Upsell or Upserve? Which Do You Do?
On my flight back from L.A. to Philly this week, I read Daniel Pink's latest book To Sell is Human. It's a thought provoking read, from an outstanding author and thought leader, that shatters the myth of the sleazy sales person and lets us know that in today's world we're all in sales—whether you're selling promotional merchandise to a client, or talking nap time to your three year old toddler—we all use our persuasive skills every day to move people in the direction we want.
I especially liked the Sample Case on moving from "upselling to upserving." You've probably been taught to upsell, which is trying to get someone to purchase more than they originally intended or needed. In the past, I've been guilty of using and teaching this concept, but to be honest, it can backfire. Clients know when you're trying to upsell them, and very often resent it. Even if they do go for more than intended, they may have buyer's remorse after the purchase, which doesn't leave a good feeling about doing business with you. (One caveat, please don't confuse upselling with making the right recommendation for the client's needs. If there's a justified reason for a client to spend more, that's a whole different ball game.)

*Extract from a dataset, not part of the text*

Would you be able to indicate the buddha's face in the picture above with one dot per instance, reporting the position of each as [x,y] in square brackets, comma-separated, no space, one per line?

So what does work? Dan says to move away from upselling and instead think about upserving. Many of us in promotional sales are already doing this every day. I believe upserving can cement relationships, build trust and encourage repeat business. He says, "Upserving means doing more for the other person that he expects or you initially intended, taking the extra steps that transform a mundane interaction into a memorable experience. This simple move—from upselling to upserving—has the obvious advantage of being the right thing to do. But it also carries the hidden advantage of being extraordinarily effective."